Anfora, de habladorcito

El “Garum” o “Garo” fue una salsa muy apreciada durante los tiempos del imperio Romano. Se consideraba afrodisiaca y la consumían sobre todo las clases pudientes, y podríamos decir que es la precursora de la conserva en salazón, la abuela del arte  de conservación de la que luego han derivado todas las técnicas que se siguen utilizando hoy en día.

El Garum era conocido ya por los fenicios y los griegos, que lo utilizaban para conservar los desperdicios del pescado, pero fue tal su aceptación, que comenzó a utilizarse pescado de mejor calidad: anchoa, e incluso atún (este último era más escaso, dada la dificultad para conseguir el pescado).

La aceptación del Garum fue tal, que comenzó a crearse toda una industria de producción  y distribución por el mediterráneo, siendo uno de los puntos mas importantes Cartagena, donde se producía y envasaba (más bien “enanforaba”) la deliciosa salsa. Cuenta Alex Gabriel, en su artículo: “Garum, la salsa del imperio Romano”,  que en algunas regiones murcianas, aún se emplea la expresión: “Esto es más caro que el garum”. Si sois de Murcia podréis corroborar o desmentir este ultimo dato…

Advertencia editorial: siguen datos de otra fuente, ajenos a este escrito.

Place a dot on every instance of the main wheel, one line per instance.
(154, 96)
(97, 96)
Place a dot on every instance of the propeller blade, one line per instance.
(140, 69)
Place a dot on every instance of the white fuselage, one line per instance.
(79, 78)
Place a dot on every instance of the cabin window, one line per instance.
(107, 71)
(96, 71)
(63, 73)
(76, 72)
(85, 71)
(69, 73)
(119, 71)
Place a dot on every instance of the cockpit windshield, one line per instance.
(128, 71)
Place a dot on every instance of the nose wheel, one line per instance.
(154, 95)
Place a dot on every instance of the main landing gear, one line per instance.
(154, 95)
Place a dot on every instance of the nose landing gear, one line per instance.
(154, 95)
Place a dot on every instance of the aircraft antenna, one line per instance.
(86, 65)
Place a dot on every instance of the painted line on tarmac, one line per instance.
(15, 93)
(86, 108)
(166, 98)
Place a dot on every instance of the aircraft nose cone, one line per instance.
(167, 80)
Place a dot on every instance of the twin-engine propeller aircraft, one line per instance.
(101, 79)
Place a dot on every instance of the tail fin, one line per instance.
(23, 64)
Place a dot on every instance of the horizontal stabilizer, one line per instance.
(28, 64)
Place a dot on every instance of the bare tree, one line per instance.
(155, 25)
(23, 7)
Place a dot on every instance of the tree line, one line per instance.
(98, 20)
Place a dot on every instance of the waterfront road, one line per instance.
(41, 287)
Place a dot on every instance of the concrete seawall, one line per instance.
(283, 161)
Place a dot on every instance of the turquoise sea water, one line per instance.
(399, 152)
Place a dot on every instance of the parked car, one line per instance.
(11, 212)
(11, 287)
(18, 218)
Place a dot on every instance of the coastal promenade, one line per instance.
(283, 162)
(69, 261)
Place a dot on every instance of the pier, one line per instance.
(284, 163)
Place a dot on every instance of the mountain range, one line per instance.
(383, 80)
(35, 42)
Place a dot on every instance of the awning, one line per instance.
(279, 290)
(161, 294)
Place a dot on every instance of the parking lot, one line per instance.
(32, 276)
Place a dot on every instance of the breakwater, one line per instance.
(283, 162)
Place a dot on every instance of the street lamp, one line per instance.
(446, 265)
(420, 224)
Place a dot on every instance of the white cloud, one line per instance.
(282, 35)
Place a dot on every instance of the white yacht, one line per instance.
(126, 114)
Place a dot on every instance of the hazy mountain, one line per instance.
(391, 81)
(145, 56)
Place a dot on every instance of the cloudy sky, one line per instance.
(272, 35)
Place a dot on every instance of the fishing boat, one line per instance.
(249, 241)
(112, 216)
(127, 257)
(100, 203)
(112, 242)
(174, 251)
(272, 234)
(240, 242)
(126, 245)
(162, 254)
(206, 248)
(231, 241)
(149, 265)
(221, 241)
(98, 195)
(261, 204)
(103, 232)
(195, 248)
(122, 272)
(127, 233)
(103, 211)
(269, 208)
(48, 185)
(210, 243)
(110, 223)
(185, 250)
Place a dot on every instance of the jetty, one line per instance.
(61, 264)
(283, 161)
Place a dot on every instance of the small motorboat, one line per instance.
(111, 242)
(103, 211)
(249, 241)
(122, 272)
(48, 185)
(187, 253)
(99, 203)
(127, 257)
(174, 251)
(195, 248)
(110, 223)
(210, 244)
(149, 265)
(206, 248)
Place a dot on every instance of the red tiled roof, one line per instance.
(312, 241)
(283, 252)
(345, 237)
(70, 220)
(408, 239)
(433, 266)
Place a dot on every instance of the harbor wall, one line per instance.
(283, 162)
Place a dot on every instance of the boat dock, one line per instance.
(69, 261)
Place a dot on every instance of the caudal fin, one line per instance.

La preparación de esta salsa, de la cual el mismísimo Plinio decía que  “Ningún licor ni perfume tiene mayor precio y da tanta fama a los lugares donde se fabrica” , se preparaba del siguiente modo:

  • Se dispone un ánfora de 30 litros de capacidad. (¿ Tenéis alguna a mano?)  :-)
  • Se pone en el fondo una selección de vuestras hierbas aromáticas preferidas
  • Se añade una capa de pescado, a vuestra elección
  • Se cubre con sal.
  • Repetir el procedimiento hasta llenar la vasija y poner al sol a fermentar durante una semana.
  • Recoger el jugo resultante
  • Meter en vasijas y exportar a Roma

Una vez sobre las mesas de los romanos, servía para aliñar platos de caza, verduras, huevos, etc… Era una salsa todo-terreno que utilizaban a discreción por sus efectos vigorizantes y para potenciar el sabor de los alimentos. Además sustituía a la sal aportando un sabor extra a todo lo que bañaba.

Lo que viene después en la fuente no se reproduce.